El espejo encantado

Ahora no voy porque me resulta muy agotador pero los primeros años que viví en Madrid solía ir con frecuencia los domingos al Rastro; sobre todo los primeros meses, cuando monté mi casa, porque de México no me traje prácticamente nada más que unos equipales, algunos cuadros y unos pocos libros. En el Rastro, ese hervidero comercial de cuanto hay de los domingos, encontré algunas maravillas porque lo mismo venden allí trapos de todo tipo para ponerse que chucherías, vejestorios, antigüedades y desperdicios. Compré un ropero decorado que pensé habilitar como cantina, aunque después se impuso su verdadera vocación y se quedó para guardar los abrigos de invierno; compré un espejo grandísimo enmarcado que al verlo supe cuál sería su lugar y el efecto que haría en la casa: entras y si miras a la izquierda, hacia el pasillo que da a los dormitorios, te encuentras con una imagen repetida de ti mismo mirando hacia el pasillo que da a los dormitorios. Un día me puse a regatear por un caballo de piedra antiguo que ni se me ocurría para qué podía quererlo; finalmente llegamos a un acuerdo y lo merqué; allí está el caballito, que pesa como si fuera de verdad, de macetero.

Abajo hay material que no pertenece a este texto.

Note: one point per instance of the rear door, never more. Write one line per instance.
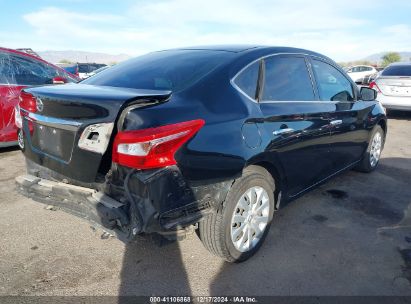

Otros muebles tengo que provienen de ese mercado de pulgas, como una cajonera que ha sido utilísima para guardar de todo y unas lámparas de barco que quedaron discretamente ubicadas en varios lugares de la casa. Esas las fui comprando poco a poco; primero encontré unas pinchitas pero que quedaban muy bien en un pasillo, luego una medianona que escogió el comedor para quedarse y por último compré una grande que se acomodó de perlas en un recoveco del salón en donde permanece desde entonces a resguardo de todos los vaivenes marítimos que pudieran recordarle zangoloteos infaustos. Un domingo me encontré con un azulejo dizque antiguo que me gustó para que adornara alguna pared de la casa; lo compré y estuve hablando con las paredes para que me dijeran cuál lo quería tener. Yo, me dijo una del salón, y ocurrió lo que ya conté el 17 de mayo pasado, a donde os remito para que completéis vuestra información. Que podéis complementar con la referencia de imágenes del mismo día.

Pero la pieza estelar es un espejo mágico que me encontré un domingo. Es cosa antigua y debe haber servido en casa de alguna princesa encantada de donde obtuvo la facultad de iluminarse con sutiles matices a cualquier hora del día. Tú ves el salón y captas una determinada intensidad de luz, según la hora del día y dependiendo de que estén abiertas o cerradas las persianas porque sea verano o invierno, pero volteas a ver el espejo redondo con su grueso marco de mediacaña dorada y ves luces que no existen, que no están aquí, que el espejo trajo de otra vida que tuvo, una en la que los reflejos de la felicidad daban destellos a un ambiente de agua y cristales que se le quedaron dentro y que el hombre que me lo vendió no supo ver porque de haberlo sabido me habría cobrado todo el oro del mundo por el espejo encantado.